Monday, November 26, 2007

Smoke


Staying up way past when I need to sleep to be less sick in the morning and ready to try to get fit at the gym, I tuned in to a show about Hip Hop Theater. It was very interesting but sort of a mess as a whole, as these things tend to be, because the various parties involved did not have a consistent idea of what the problem was or what the dialogue around the problem should be. Some people were mad at Capitalism, some people were mad at those co-opting hip-hop's inherent political critique and others were mad that white people controlled the means of distribution. Now, the real revolutionary says that those are all the same parcel of The Real Problem but that does not help much with solution or dialogue.

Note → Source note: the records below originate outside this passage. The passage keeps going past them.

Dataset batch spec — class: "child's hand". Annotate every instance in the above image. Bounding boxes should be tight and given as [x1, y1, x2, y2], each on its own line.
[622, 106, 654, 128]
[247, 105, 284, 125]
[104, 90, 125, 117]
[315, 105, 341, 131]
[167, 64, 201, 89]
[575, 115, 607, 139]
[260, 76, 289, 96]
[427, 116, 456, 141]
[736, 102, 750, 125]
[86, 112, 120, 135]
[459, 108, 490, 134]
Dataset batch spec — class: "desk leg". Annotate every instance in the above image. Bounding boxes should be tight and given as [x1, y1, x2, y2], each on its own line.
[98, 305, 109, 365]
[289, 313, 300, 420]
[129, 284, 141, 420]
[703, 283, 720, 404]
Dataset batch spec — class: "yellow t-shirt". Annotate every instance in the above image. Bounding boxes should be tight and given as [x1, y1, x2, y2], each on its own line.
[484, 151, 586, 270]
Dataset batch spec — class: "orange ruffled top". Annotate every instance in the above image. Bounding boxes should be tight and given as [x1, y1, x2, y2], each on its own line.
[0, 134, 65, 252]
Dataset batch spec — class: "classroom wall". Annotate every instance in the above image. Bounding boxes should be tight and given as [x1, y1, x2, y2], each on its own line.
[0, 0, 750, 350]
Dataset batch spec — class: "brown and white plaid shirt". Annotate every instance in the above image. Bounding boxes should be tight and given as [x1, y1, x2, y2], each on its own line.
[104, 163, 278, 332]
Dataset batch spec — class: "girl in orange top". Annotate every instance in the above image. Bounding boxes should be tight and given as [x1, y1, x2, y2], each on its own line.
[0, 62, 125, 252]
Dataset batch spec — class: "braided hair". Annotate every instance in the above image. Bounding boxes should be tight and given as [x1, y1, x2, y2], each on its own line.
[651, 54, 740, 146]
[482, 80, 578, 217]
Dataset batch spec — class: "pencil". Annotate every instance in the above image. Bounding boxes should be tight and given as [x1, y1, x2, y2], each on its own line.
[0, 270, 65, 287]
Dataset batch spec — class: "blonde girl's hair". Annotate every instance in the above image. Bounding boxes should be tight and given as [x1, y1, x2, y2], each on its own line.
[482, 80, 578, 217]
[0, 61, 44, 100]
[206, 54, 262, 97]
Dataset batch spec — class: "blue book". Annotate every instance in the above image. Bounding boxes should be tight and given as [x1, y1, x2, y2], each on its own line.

What really hit home, though, is that I would be defensive about the role and blame assigned to white people by the panelists. I am not a programming director for Clear Channel, I think that they do a lot of harm to the world. I am also not a force for gentrification in my "transitional" neighborhood, though I am an interloper. In fact, I am generally sympathetic to the remarks that the panelists were making, if I think about them as intellectual ideas, so why the defensiveness? Part is obviously insecurity and my natural combativeness. Primarily, though, it is easy for me to forget about racial problems as a white person and really easy to not see them as greater than individual-to-individual affairs.

Everytime that I remember this simple truth, I run a thought experiment. Usually it is not deliberately, but I am dumb to the degree that I accidentally rediscover this simple truth about once every two weeks, starting from scratch each time. Slavery was only four generations ago. Jim Crow was one, two or none, depending on how old you are. Apartheid South Africa was almost certainly in your lifetime if you are reading this. That means that stories of being enslaved are just as present in the lives of people today as the stories I hear of family dairy farms, portraits on the stairs and antiques in the house. Memories of Jim Crow, lynchings and state force against demonstrators for an end to segregation are more recent than my grandmother's tales of washing clothes by hand and dusting to get a nickel and a dime for both movies and a candy bar on Saturday afternoon. Just as recent as my dad's stories about tormenting his frat brothers' oppugnants or my uncle getting even with the boy who made fun of his crutches by beating his tormentor with them. While you have been around to watch television, President Reagan vetoed a bill imposing sanctions on South Africa for perpetuating the Apartheid system. That same president pushed to reinstate the tax exempt status of private schools that discriminated based on race.

Our social contract requires a great deal of trust for our society to function effectively. We all sacrifice some liberty, some privilege in order that all may enjoy greater security, happiness and, in the end, freedom. Even if you think that racism is done and gone from our society, white people have been abusing that social contract to the detriment of whatever groups were not considered white up until, at the very least, the late 1980's. It is irresponsible and unduly idealistic to imagine that when it becomes shameful to say that black people are dumber than white people, and the state no longer condones open discrimination, the air is cleared and we all get a fresh start. That trust needs to be earned and the social bonds of our Grand Experiment need to be reforged in a just way if we expect the system to work properly.

Ben Folds Five are singing about a relationship here but the message resonates: "Those who say the past is not dead, well, stop and smell the smoke. You keep saying the past is not dead, well stop and smell the smoke." Even when racial prejudice disappears, the stink will not wash out without deliberate effort.


EDIT: I left out the most important part, the bit tying the beginning to the latter half. In instances like this in which one is listening to someone else share feelings they cannot fully comprehend, it is important to be conscious in listening constructively and openly rather than defensively or in a critiquing manner. Sharing your own view point and justifying defensiveness is rarely productive, particularly initially.